This book also addresses the needs of people new to the field who require information in a hurry. Chapter 3 serves as a guide to generating a 3D model by reviewing scanning methodology, the various types of software available to create a model and the steps needed to insure a useful printed object from the 3D model. The chapter has numerous references which, together with the information in the text, will help one find quickly any additional information available on the internet.
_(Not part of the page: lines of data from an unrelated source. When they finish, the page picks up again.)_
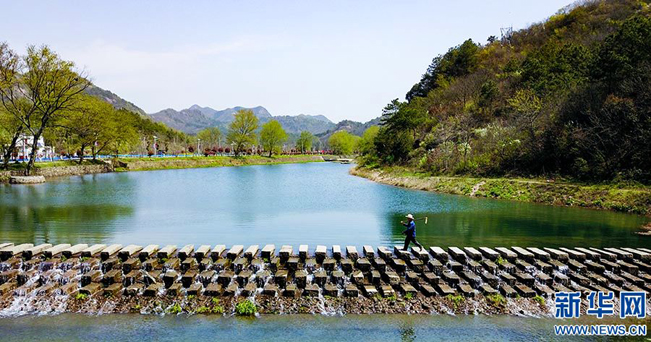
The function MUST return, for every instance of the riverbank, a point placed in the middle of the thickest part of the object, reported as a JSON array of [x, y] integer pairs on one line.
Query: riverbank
[[634, 200], [146, 164], [236, 281], [72, 168]]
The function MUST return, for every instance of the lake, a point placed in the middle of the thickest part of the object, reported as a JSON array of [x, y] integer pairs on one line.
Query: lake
[[313, 203], [129, 327]]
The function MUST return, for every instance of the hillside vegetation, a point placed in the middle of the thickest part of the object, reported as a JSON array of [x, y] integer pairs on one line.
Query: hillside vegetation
[[570, 97]]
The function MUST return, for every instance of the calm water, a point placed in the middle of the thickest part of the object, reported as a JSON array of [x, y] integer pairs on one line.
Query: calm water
[[317, 203], [302, 328]]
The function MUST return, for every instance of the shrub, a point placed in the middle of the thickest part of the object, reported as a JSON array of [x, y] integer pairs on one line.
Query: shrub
[[175, 309], [203, 310], [456, 300], [245, 308], [496, 300]]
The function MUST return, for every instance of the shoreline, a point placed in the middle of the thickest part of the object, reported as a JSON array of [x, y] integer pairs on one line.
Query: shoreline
[[71, 168], [599, 197], [97, 279]]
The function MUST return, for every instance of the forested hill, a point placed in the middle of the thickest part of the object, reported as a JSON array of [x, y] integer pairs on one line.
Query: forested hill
[[569, 96]]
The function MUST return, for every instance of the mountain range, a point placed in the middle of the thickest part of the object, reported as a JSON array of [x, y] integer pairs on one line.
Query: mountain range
[[195, 118]]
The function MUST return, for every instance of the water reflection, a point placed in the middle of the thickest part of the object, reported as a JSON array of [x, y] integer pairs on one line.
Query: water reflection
[[285, 204], [53, 224]]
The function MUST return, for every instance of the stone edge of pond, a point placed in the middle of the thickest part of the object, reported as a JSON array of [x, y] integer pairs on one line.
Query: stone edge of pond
[[600, 197], [148, 164]]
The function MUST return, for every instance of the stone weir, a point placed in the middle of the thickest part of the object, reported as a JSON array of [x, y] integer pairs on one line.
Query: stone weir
[[204, 279]]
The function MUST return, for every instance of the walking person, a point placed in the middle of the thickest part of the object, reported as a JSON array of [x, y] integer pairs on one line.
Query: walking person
[[410, 232]]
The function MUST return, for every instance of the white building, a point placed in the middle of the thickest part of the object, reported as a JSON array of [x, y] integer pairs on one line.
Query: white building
[[24, 148]]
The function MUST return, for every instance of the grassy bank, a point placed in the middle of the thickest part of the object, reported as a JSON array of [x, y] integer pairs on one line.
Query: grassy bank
[[143, 164], [616, 197]]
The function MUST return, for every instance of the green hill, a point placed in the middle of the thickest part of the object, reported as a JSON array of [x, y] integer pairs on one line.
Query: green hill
[[569, 96]]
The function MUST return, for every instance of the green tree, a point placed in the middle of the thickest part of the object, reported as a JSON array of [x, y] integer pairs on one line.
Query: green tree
[[89, 123], [366, 144], [125, 132], [241, 132], [211, 136], [272, 136], [304, 142], [343, 143], [38, 88]]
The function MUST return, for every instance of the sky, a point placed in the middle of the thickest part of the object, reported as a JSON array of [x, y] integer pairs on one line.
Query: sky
[[341, 59]]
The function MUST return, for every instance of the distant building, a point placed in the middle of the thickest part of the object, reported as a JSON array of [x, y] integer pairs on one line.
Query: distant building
[[24, 148]]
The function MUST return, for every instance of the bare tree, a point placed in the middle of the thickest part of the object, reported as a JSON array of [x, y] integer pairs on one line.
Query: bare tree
[[9, 65], [37, 88]]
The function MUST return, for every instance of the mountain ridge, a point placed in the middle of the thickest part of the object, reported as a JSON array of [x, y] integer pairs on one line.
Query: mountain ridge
[[195, 118]]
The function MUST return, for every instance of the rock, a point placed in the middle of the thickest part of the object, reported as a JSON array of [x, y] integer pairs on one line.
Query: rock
[[26, 179]]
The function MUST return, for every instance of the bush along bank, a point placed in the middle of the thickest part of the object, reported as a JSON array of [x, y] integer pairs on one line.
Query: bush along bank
[[72, 168], [145, 164], [635, 200]]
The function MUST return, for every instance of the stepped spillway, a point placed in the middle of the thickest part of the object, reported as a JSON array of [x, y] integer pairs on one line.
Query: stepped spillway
[[335, 279]]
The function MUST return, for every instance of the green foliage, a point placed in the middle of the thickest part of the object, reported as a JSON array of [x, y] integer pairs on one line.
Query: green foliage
[[211, 137], [343, 143], [245, 308], [305, 141], [456, 300], [496, 300], [567, 97], [175, 309], [241, 132], [272, 137], [202, 310]]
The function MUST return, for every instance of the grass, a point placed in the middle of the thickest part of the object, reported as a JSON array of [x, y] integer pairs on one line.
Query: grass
[[175, 309], [245, 308], [496, 300], [144, 164], [456, 300], [629, 197]]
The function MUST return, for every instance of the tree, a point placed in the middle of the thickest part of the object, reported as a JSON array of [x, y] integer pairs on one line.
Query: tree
[[272, 136], [89, 125], [304, 142], [343, 143], [366, 144], [124, 127], [241, 132], [10, 127], [211, 136], [528, 105], [38, 88]]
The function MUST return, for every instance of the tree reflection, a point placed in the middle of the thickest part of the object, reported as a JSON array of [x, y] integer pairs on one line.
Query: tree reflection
[[60, 224]]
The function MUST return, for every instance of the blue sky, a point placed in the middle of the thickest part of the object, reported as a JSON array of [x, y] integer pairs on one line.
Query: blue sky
[[342, 59]]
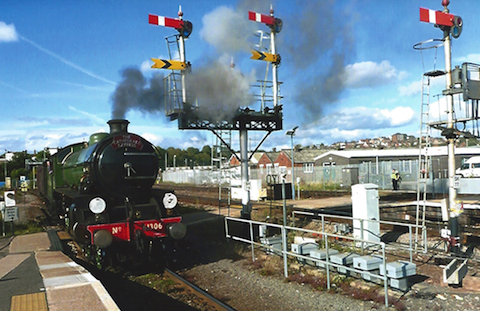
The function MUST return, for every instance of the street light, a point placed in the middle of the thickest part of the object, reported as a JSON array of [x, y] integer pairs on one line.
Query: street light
[[291, 133]]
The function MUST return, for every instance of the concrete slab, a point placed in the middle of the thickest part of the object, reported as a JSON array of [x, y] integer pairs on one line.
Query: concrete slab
[[10, 262], [29, 302]]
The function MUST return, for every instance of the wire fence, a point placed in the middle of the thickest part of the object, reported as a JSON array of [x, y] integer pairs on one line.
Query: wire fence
[[326, 177]]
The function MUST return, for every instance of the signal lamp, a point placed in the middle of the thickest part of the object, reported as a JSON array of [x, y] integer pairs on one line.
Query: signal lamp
[[456, 29], [169, 200], [97, 205], [186, 29]]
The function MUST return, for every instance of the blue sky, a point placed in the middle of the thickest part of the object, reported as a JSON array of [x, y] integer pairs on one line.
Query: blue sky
[[348, 67]]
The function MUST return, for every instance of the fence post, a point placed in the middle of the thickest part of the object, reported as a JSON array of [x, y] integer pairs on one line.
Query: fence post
[[284, 243]]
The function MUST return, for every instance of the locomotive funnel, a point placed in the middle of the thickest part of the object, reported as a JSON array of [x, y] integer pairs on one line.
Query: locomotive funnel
[[118, 126]]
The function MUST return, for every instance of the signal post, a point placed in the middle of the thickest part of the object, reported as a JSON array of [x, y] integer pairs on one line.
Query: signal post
[[451, 25]]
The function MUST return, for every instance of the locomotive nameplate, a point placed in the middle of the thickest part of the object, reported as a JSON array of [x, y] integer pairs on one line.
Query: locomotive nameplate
[[127, 141]]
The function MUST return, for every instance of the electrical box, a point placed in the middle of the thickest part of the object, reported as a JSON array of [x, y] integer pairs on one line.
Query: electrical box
[[365, 206], [399, 269], [367, 262], [322, 255]]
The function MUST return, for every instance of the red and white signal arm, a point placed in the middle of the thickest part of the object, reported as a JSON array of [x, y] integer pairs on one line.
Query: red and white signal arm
[[165, 21], [261, 18], [436, 17]]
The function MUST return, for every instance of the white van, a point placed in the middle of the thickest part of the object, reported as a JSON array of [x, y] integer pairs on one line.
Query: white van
[[471, 168]]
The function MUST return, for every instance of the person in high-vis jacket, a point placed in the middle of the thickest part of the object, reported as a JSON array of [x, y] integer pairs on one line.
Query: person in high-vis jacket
[[395, 177]]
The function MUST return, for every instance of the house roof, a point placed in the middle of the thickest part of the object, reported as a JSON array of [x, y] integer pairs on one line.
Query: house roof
[[369, 153], [304, 155]]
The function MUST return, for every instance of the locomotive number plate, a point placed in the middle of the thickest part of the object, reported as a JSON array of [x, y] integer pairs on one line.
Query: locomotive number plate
[[127, 141]]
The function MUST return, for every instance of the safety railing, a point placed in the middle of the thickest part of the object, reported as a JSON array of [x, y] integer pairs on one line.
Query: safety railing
[[250, 239], [411, 247]]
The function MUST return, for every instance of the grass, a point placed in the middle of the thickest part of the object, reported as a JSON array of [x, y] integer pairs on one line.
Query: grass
[[22, 228]]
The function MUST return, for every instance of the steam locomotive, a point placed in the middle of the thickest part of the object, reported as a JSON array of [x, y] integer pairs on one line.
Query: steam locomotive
[[102, 191]]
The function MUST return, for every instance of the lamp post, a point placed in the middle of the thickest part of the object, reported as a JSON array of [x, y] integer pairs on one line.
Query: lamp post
[[291, 133]]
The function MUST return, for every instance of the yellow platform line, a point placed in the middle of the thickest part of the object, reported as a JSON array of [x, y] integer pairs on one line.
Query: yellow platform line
[[29, 302]]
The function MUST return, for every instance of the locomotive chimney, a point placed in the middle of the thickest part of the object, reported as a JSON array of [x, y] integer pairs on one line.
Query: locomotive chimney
[[118, 126]]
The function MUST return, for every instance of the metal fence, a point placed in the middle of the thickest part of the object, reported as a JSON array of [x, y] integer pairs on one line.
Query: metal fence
[[285, 252], [328, 177]]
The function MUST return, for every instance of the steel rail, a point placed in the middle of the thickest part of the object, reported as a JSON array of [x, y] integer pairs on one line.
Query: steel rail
[[217, 304]]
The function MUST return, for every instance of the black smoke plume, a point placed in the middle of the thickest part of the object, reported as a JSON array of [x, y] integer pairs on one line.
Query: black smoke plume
[[137, 92], [219, 91]]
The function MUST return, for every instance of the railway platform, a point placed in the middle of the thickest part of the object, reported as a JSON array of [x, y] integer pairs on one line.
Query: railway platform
[[33, 276]]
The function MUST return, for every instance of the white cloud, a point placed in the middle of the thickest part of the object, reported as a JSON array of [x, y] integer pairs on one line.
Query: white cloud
[[365, 118], [226, 29], [470, 58], [398, 115], [8, 32], [370, 74]]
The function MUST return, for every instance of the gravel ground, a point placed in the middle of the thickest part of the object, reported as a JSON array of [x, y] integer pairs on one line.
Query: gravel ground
[[225, 269], [236, 283]]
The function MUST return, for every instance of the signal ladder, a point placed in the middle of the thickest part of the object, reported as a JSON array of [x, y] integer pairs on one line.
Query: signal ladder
[[424, 159], [173, 82]]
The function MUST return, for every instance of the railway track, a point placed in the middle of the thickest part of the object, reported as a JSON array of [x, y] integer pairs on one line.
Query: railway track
[[202, 296], [184, 291]]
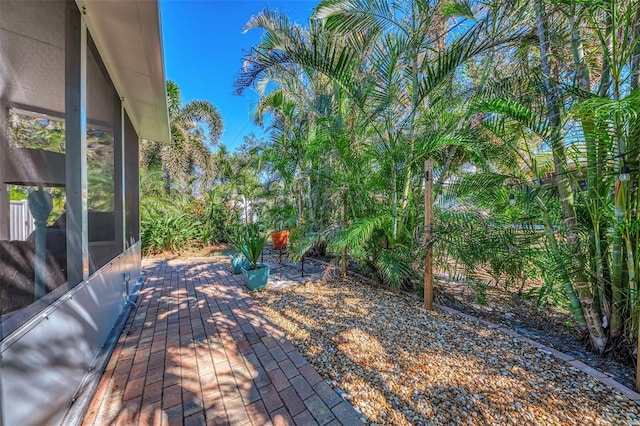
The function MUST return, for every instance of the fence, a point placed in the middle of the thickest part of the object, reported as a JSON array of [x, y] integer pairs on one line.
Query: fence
[[22, 223]]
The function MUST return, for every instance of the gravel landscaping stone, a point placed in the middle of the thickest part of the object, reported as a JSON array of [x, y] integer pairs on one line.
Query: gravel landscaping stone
[[398, 364]]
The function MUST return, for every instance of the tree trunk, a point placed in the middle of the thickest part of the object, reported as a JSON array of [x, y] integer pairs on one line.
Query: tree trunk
[[583, 287]]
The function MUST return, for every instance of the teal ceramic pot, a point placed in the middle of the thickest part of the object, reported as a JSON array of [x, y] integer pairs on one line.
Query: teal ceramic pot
[[238, 262], [256, 278]]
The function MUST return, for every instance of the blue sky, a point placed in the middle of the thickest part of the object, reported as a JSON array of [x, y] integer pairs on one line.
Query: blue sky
[[203, 50]]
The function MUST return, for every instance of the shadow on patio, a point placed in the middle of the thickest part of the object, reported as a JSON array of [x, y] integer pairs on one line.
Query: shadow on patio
[[197, 351]]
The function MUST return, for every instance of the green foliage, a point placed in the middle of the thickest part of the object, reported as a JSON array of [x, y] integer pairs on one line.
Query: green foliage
[[249, 240], [166, 227]]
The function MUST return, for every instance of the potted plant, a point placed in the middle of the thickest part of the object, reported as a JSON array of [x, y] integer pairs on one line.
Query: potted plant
[[237, 262], [282, 217], [250, 241]]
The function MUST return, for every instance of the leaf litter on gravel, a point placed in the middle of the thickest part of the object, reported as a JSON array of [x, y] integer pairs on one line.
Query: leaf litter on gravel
[[401, 365]]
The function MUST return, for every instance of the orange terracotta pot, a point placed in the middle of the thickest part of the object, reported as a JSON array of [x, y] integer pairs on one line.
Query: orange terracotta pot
[[279, 239]]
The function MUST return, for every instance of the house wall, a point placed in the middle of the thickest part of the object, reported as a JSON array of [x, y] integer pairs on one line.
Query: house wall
[[62, 291]]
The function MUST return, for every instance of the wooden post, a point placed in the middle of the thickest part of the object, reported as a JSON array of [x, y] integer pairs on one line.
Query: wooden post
[[638, 366], [428, 261]]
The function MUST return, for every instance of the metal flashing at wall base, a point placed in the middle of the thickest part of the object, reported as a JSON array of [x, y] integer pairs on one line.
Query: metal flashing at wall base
[[43, 369]]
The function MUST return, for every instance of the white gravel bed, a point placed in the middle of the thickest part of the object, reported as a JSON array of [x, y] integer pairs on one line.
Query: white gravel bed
[[401, 365]]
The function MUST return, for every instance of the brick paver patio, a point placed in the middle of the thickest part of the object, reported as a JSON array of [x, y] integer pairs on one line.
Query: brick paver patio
[[197, 351]]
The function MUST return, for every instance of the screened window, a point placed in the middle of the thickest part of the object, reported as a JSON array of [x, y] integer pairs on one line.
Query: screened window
[[33, 261]]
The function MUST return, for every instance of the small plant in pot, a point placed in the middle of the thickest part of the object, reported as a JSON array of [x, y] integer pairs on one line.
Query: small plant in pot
[[238, 260], [250, 241], [282, 217]]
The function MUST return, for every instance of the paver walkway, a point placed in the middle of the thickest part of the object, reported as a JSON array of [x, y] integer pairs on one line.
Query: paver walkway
[[197, 351]]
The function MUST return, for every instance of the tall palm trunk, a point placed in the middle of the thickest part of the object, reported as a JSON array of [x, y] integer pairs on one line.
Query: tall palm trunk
[[595, 153], [583, 288]]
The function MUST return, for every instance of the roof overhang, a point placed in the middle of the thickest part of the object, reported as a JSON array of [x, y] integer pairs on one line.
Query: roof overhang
[[128, 36]]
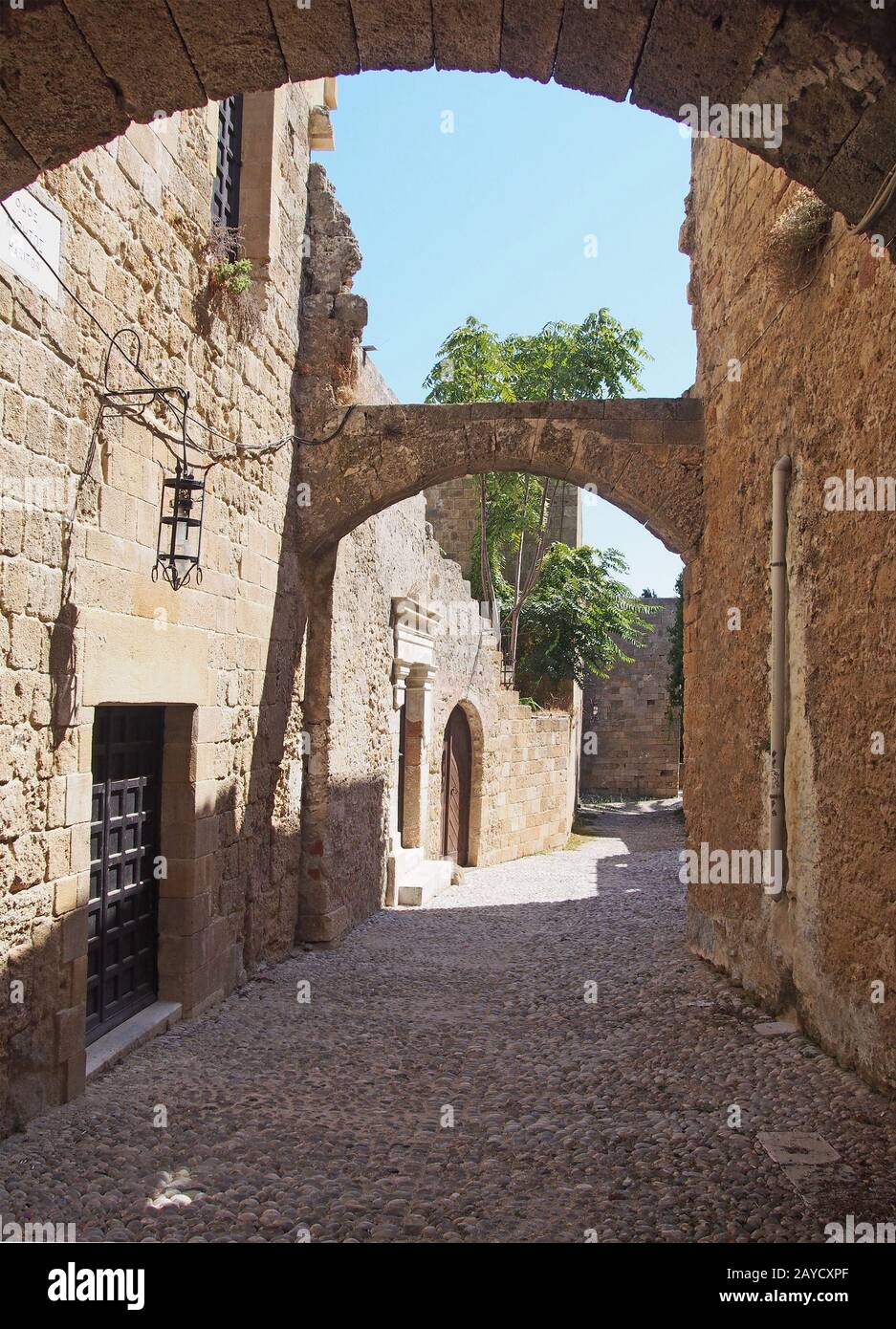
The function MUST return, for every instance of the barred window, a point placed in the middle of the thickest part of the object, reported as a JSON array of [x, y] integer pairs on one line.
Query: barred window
[[225, 196]]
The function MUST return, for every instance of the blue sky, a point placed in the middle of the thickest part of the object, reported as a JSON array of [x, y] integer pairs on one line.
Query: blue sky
[[494, 218]]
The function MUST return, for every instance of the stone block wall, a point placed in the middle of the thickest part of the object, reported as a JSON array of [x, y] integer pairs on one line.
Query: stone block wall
[[817, 385], [630, 740], [521, 770], [453, 511], [84, 624]]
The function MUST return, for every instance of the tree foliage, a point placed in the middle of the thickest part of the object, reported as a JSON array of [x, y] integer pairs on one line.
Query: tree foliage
[[579, 617], [596, 358]]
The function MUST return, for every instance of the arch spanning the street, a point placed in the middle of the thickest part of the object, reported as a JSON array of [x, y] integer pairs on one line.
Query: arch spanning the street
[[644, 455], [76, 72]]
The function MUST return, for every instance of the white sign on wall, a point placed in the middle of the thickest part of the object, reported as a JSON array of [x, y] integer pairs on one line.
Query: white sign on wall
[[44, 230]]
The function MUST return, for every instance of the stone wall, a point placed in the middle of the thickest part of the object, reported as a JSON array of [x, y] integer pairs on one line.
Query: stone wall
[[630, 740], [521, 773], [82, 623], [453, 511], [818, 385]]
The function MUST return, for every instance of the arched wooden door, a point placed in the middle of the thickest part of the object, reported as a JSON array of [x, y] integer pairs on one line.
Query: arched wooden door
[[456, 786]]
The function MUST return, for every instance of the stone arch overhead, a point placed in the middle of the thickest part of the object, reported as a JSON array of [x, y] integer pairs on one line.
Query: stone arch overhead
[[472, 708], [645, 455], [74, 74]]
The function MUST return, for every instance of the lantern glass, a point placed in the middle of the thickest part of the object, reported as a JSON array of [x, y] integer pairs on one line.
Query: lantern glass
[[180, 532]]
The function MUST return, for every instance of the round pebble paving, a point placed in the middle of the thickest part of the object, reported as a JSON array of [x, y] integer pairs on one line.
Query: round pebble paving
[[535, 1057]]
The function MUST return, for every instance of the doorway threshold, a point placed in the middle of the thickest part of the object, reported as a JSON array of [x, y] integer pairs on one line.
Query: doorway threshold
[[132, 1033]]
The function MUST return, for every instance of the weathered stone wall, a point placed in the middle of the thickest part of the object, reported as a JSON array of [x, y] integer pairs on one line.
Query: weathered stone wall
[[84, 624], [817, 385], [453, 511], [630, 739], [521, 773]]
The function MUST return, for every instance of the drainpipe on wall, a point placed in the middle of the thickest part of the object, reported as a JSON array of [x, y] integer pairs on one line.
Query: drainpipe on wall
[[779, 486]]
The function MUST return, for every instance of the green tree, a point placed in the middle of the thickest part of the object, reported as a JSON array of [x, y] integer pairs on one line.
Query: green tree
[[596, 358], [579, 616]]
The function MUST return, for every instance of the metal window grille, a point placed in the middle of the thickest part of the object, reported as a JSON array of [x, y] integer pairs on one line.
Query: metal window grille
[[225, 196]]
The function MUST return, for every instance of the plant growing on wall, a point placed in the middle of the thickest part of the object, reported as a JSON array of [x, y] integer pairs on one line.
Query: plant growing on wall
[[797, 241], [229, 293], [578, 617], [565, 361], [675, 684]]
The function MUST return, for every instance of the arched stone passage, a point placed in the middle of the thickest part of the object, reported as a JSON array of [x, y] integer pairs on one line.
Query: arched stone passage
[[643, 455], [75, 74]]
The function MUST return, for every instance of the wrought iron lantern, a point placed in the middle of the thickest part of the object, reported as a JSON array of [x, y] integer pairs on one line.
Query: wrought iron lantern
[[180, 525]]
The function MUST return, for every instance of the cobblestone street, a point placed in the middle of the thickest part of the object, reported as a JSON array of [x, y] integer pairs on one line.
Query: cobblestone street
[[569, 1117]]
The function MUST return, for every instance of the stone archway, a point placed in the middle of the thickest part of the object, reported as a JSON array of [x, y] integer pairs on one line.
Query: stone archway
[[75, 74], [643, 455]]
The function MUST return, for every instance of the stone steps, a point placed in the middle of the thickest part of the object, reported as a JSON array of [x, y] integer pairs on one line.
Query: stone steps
[[425, 882]]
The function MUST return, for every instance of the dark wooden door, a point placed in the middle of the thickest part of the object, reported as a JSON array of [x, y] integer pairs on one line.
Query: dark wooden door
[[456, 783], [122, 908]]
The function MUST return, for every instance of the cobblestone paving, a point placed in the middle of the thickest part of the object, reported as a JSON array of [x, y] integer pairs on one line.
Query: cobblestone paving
[[569, 1117]]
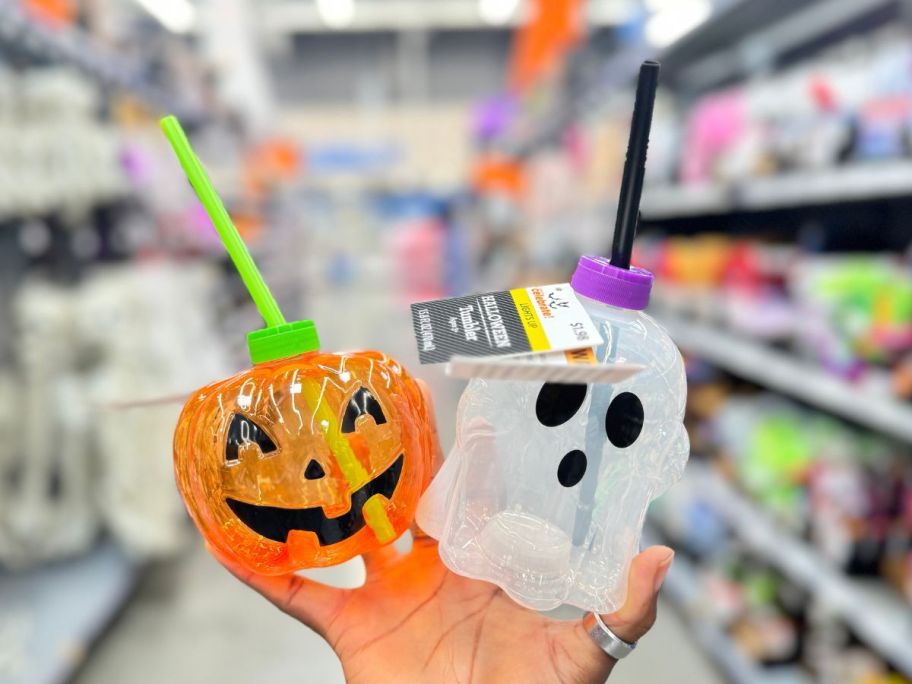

Victoria E. Zukas received her bachelor’s degree in Interactive Media and Game Development in 2009 from Worcester Polytechnic Institute. She completed her Masters of Professional Studies in Digital Media in 2013 at Northeastern University. She has spent her time since then working as a Freelance Graphic Designer on a number of projects. Her background is mainly focused on creating 3D models for video games. Her published game BLASTiators can be found on the Google Play store.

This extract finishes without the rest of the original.